E in effetti, ritrovarsi tra le mani nientemeno che il Codice Atlantico di Leonardo da Vinci, la più ampia raccolta di disegni e scritti del genio rinascimentale conservata alla Veneranda Biblioteca Ambrosiana di Milano, dopo averlo sottratto ad una banda di feroci criminali, che ora si sono messi sulle loro tracce per recuperare ad ogni costo il bottino, qualche pensiero di gloria per un’eventuale vendita, ma soprattutto il timore di finire male, o anche tanto male, serpeggia tra i due stralunati protagonisti di Sombrero Swing. Quelli che… (Edizioni IlViandante), Gino ed Eugenio, i due amici ancora in cerca di riscatto.

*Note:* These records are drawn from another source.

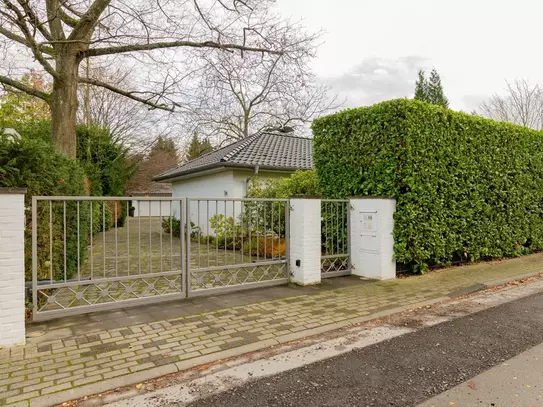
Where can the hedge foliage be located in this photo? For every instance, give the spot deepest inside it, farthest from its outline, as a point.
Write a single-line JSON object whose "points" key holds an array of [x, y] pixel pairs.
{"points": [[465, 186], [36, 165], [102, 168]]}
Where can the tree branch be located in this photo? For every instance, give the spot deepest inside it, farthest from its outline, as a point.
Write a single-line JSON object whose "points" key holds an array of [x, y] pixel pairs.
{"points": [[88, 21], [34, 19], [124, 93], [173, 44], [25, 88], [55, 23]]}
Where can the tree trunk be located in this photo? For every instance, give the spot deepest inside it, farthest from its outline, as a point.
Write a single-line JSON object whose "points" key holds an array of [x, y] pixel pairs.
{"points": [[64, 102]]}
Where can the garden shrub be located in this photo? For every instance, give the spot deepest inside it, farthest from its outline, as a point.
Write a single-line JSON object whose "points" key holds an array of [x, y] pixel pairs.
{"points": [[465, 186]]}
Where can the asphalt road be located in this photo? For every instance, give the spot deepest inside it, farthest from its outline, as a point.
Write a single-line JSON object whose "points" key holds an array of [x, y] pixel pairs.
{"points": [[403, 371]]}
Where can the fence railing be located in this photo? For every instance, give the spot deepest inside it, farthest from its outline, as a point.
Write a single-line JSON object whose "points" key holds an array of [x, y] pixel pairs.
{"points": [[335, 257], [236, 242], [87, 254]]}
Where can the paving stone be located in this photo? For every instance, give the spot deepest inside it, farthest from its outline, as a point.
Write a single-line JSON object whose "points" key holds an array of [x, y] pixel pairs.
{"points": [[97, 356], [23, 396], [58, 387]]}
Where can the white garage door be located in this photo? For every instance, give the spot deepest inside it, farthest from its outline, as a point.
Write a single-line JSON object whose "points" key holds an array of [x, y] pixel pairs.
{"points": [[151, 208]]}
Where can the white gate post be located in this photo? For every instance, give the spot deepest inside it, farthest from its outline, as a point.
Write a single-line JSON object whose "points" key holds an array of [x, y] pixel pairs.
{"points": [[12, 270], [372, 241], [305, 241]]}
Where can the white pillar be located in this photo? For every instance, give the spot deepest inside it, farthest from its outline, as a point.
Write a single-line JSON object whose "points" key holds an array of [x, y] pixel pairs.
{"points": [[12, 269], [372, 241], [305, 241]]}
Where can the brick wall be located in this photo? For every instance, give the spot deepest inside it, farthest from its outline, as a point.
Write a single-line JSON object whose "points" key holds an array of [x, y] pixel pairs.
{"points": [[305, 241], [12, 301]]}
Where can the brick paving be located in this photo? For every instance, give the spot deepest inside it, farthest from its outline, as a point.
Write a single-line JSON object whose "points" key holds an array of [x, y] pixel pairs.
{"points": [[40, 368]]}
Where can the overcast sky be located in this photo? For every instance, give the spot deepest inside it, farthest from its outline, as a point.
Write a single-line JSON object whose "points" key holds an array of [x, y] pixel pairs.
{"points": [[373, 49]]}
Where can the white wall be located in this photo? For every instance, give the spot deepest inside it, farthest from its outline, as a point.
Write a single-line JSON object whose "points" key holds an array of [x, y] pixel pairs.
{"points": [[12, 269], [215, 186], [305, 241]]}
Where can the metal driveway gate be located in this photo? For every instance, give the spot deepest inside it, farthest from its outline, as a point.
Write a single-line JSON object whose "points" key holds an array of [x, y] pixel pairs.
{"points": [[236, 244], [335, 234], [88, 256]]}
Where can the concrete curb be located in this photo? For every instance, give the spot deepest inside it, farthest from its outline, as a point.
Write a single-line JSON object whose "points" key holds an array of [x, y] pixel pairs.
{"points": [[504, 281], [153, 373]]}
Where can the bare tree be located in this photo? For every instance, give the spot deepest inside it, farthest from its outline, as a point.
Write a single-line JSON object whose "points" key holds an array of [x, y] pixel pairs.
{"points": [[129, 122], [156, 38], [240, 96], [522, 104]]}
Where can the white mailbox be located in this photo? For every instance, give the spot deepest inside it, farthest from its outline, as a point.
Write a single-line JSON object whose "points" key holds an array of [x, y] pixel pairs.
{"points": [[368, 232], [371, 239]]}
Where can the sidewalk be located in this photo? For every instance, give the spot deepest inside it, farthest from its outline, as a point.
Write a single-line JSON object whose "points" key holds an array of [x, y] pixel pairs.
{"points": [[49, 371]]}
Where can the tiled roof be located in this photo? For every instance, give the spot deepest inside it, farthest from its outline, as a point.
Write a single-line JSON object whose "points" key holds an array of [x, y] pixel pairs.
{"points": [[267, 151], [158, 188]]}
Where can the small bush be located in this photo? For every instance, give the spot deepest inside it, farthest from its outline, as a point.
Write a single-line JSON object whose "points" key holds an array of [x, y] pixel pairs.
{"points": [[465, 186]]}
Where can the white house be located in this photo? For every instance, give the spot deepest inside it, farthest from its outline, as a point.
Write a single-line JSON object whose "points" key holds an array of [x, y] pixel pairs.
{"points": [[147, 208], [226, 173]]}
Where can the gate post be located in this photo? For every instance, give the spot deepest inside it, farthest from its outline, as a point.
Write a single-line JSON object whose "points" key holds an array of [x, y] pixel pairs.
{"points": [[371, 237], [305, 241], [12, 269]]}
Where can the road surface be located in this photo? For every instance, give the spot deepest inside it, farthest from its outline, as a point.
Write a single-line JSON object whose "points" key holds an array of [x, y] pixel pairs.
{"points": [[406, 370]]}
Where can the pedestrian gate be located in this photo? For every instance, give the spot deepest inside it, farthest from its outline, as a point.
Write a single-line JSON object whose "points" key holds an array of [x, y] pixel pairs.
{"points": [[335, 235]]}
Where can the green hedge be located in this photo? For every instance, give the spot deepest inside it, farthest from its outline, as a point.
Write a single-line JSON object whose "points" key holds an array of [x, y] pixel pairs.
{"points": [[36, 165], [466, 187]]}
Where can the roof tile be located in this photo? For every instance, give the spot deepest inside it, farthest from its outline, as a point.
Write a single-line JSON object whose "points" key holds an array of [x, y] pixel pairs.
{"points": [[267, 150]]}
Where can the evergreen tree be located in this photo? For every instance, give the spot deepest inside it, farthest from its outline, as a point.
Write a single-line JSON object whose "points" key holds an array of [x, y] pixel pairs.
{"points": [[164, 145], [431, 90], [421, 87], [198, 147], [435, 90]]}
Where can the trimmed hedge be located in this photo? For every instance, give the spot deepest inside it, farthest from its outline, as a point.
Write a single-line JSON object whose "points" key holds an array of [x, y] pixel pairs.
{"points": [[466, 187], [36, 165]]}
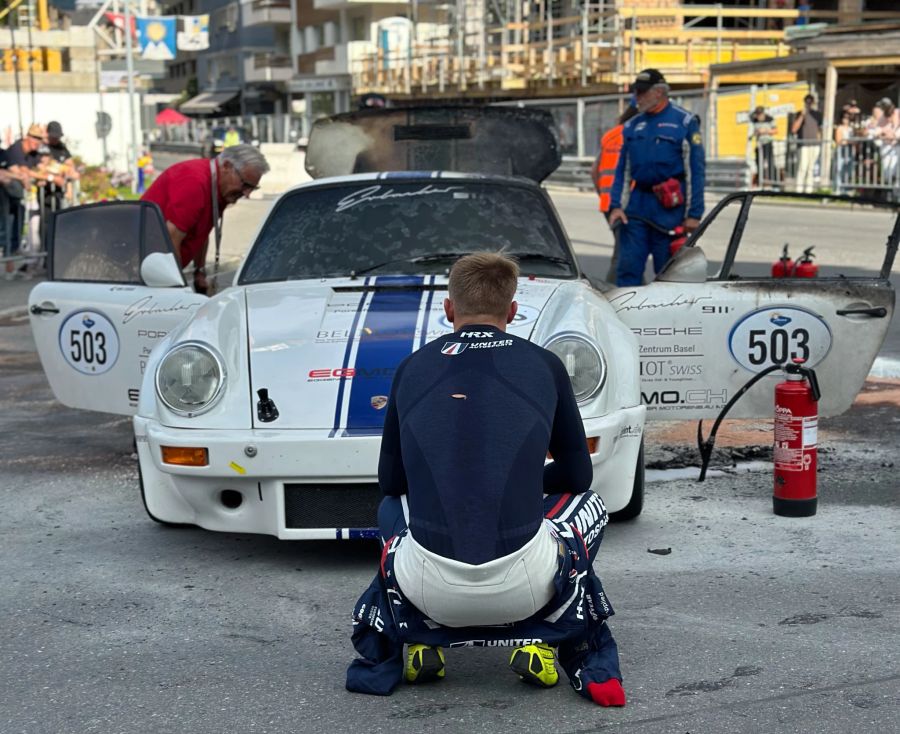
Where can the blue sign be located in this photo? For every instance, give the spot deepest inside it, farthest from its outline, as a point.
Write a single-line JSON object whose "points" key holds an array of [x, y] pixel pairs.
{"points": [[156, 37]]}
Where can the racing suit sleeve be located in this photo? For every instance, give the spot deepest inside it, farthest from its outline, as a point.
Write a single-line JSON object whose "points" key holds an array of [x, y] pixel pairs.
{"points": [[391, 472], [697, 164], [571, 469], [615, 195]]}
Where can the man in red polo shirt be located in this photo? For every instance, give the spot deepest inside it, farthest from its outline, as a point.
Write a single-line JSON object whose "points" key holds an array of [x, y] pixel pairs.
{"points": [[184, 192]]}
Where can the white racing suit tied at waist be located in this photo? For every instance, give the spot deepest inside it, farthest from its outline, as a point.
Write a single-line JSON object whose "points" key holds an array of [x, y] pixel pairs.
{"points": [[457, 594]]}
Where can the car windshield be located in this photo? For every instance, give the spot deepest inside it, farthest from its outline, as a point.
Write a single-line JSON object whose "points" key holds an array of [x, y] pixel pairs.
{"points": [[406, 227]]}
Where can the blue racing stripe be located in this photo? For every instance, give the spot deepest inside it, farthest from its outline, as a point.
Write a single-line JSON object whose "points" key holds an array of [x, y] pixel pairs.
{"points": [[424, 336], [388, 337], [364, 533], [347, 351]]}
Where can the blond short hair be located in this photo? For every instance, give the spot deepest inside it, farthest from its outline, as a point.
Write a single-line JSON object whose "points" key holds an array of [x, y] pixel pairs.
{"points": [[483, 283]]}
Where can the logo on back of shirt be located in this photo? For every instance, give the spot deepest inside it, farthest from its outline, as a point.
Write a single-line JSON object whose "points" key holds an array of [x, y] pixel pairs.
{"points": [[452, 348]]}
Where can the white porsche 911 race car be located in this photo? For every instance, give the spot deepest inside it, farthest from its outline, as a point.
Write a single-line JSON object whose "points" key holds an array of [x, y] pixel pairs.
{"points": [[260, 410]]}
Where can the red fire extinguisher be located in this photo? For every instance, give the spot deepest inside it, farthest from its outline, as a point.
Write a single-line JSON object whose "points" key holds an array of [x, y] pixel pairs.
{"points": [[783, 267], [796, 439], [680, 237], [805, 267]]}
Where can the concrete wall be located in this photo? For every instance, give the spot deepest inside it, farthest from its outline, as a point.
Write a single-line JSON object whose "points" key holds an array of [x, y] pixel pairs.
{"points": [[77, 113]]}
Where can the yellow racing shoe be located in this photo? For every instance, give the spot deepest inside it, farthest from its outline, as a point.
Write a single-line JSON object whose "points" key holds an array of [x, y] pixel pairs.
{"points": [[535, 664], [424, 663]]}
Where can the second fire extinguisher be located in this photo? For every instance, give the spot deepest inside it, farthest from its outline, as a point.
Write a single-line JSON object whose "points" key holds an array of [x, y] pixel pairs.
{"points": [[796, 441]]}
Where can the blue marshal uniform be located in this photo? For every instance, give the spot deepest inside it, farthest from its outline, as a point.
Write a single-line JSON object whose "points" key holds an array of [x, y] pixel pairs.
{"points": [[656, 147]]}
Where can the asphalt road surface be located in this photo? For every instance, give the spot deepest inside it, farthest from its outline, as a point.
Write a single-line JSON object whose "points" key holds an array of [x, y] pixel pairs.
{"points": [[753, 623]]}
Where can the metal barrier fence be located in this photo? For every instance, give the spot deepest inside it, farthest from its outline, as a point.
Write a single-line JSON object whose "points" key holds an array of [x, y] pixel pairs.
{"points": [[283, 128], [865, 165], [858, 166], [27, 224]]}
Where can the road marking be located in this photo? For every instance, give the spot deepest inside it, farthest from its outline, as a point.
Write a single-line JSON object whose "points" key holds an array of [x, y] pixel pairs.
{"points": [[885, 367]]}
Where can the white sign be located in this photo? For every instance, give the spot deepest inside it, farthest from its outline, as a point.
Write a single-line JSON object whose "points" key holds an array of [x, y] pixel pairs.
{"points": [[774, 335], [89, 343], [776, 111]]}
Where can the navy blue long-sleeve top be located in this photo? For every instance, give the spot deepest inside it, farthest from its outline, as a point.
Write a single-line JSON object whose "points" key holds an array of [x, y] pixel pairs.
{"points": [[470, 420]]}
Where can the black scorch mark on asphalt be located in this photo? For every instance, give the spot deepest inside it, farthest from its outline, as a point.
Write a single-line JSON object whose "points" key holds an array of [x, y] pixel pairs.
{"points": [[816, 618], [710, 686]]}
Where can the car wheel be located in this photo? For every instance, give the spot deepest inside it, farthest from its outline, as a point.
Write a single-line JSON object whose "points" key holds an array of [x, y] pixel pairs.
{"points": [[636, 503], [147, 509]]}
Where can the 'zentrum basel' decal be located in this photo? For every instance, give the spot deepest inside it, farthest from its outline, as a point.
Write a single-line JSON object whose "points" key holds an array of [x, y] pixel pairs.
{"points": [[89, 342], [779, 334]]}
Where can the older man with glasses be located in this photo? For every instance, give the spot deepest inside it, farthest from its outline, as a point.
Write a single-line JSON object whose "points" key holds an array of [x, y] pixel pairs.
{"points": [[184, 193]]}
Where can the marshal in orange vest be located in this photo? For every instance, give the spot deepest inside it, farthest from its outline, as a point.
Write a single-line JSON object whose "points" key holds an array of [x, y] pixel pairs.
{"points": [[605, 166]]}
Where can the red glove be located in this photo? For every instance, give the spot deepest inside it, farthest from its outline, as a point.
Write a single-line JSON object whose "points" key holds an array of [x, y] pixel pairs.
{"points": [[608, 693]]}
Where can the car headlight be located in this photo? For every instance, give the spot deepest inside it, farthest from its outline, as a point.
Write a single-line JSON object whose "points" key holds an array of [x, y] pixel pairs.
{"points": [[584, 364], [190, 379]]}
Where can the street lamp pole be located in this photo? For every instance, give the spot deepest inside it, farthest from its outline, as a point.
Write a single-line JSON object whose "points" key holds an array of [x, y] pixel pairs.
{"points": [[129, 70]]}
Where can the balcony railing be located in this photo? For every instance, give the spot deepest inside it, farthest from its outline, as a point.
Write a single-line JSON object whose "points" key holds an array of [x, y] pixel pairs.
{"points": [[268, 67], [266, 12]]}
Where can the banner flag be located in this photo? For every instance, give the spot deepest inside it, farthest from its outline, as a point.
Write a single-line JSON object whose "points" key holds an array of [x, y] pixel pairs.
{"points": [[194, 33], [156, 36]]}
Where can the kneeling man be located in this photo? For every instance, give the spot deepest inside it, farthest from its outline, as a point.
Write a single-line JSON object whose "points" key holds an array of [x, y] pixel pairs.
{"points": [[470, 505]]}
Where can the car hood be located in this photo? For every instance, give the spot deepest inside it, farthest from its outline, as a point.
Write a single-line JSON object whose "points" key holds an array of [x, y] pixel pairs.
{"points": [[504, 141], [327, 351]]}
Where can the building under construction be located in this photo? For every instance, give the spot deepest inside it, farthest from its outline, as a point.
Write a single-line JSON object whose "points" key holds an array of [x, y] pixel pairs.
{"points": [[505, 49]]}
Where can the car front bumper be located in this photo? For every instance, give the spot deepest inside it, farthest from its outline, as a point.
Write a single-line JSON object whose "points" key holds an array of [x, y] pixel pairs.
{"points": [[303, 485]]}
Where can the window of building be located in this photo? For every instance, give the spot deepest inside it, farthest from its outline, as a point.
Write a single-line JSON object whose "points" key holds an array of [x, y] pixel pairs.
{"points": [[358, 28]]}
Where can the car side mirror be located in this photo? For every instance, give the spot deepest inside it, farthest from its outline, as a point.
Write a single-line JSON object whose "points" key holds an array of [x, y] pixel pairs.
{"points": [[160, 270], [688, 265]]}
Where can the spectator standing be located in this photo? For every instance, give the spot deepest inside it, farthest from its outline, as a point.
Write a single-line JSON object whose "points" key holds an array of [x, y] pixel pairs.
{"points": [[60, 154], [193, 194], [764, 132], [8, 185], [807, 126], [21, 159], [844, 148], [885, 133], [605, 172]]}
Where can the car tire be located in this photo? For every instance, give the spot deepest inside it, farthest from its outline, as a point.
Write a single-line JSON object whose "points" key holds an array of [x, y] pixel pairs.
{"points": [[147, 509], [636, 503]]}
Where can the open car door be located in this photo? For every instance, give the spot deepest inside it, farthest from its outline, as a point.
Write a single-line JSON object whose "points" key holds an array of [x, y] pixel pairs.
{"points": [[702, 338], [114, 291]]}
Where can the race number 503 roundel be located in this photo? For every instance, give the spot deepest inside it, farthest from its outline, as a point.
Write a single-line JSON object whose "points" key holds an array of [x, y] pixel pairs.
{"points": [[776, 335], [89, 342]]}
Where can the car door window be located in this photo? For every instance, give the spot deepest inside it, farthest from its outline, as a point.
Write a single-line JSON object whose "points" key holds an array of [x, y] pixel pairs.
{"points": [[105, 243]]}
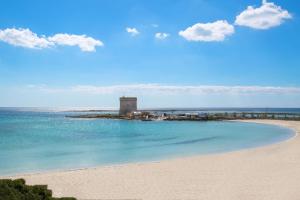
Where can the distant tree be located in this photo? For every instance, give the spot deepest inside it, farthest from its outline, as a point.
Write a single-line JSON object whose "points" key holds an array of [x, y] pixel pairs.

Già protagonisti dell’apprezzato primo episodio Sombrero Swing. La volta buona (Edizioni Ilviandante), vincitore del Premio “Garfagnana in Giallo”, gli autori Marco Aluzzi e Fabio Marani in questa seconda parte tornano a fine novembre del 1973, alle porte della prima domenica senza auto, le domeniche dell’austerity, in cui si limitava al massimo la circolazione delle auto private, in un clima freddo e nebbioso, ideale per ambientare una storia noir condita però da buon umore ed episodi esilaranti, sganassoni di un prete dai modi spicci e risoluti, dalle moine di una “dark lady” bellissima che vuole, anche lei, emergere dalle paludi della provincia, dalle necessità e intelligenza di Sombrero, il cavallo da corsa sottratto in un altro tentativo di dare una svolta alle proprie esistenze, dalle diatribe con mogli, suoceri, fidanzate, incaricati sfuggenti del Vaticano, poliziotti in cerca di visibilità, tassisti giustizieri della notte, picchiatori che amano infliggere dolore, mucchi di soldi che vorrebbero compare sogni.

E, naturalmente, gli avventori dello stesso bar malfamato, il Bar Spada, quartiere Cagnola, dove ognuno ha un soprannome che identifica la propria “specialità”: il Barbisa, il Fellini, il Profesur, il Gaina, il Des Secondi…; un luogo dove ovviamente non si possono avere segreti, dove le notizie circolano velocissime tra una partita a carte e qualche grappino.

Ci si affeziona in fretta a questi strampalati personaggi, cari come vecchi parenti eccentrici, che sono le pecore nere della casata perché non allineati alle tradizioni di famiglia, scapestrati ma simpatici, a cui viene voglia di perdonare tutto, si intuisce un cuore buono e sentimenti e sinceri, si fa il tifo per loro anche quando sembra andare tutto a rotoli, quando l’immancabile imprevisto pare vanificare tutti gli sforzi e le speranze, Un giallo scanzonato, molto milanese, con alcune espressioni indimenticabili in dialetto, che celebra l’amicizia, quella vera, quella disinteressata e incrollabile, che porta a rider anche quando si è più di là che di qua, e la fantasia, la voglia di cambiare senza dimenticare il passato, il desiderio che il futuro sia migliore e con meno preoccupazioni. In attesa della prossima occasione, che, certo, sarà quella buona…

Mauro Cremon


Gli scrittori:
Marco Aluzzi nasce a Milano. È dal 1998 socio fondatore dell’Associazione Semeion Teatro nella quale si è formato come attore. Ha affinato la sua creatività frequentando corsi di scrittura e seminari di teatro. Ama Milano in tutte le sue declinazioni, le sue canzoni, i noir, la nebbia (per quel poco che ne rimane). Proprio per questo si è cimentato in un racconto sulla sua città.

Fabio Marani entra dal 1993 nel mondo della parola scritta, partecipando a diversi corsi di scrittura creativa; inizia così a scrivere racconti, con due di essi vince un premio letterario della sua città. Da quel momento inizia a tenere laboratori di scrittura. Attualmente sta conducendo un progetto con una classe di scuola superiore per una cooperativa sociale. È ormai dentro al mondo parallelo delle parole e non vuole più uscirne.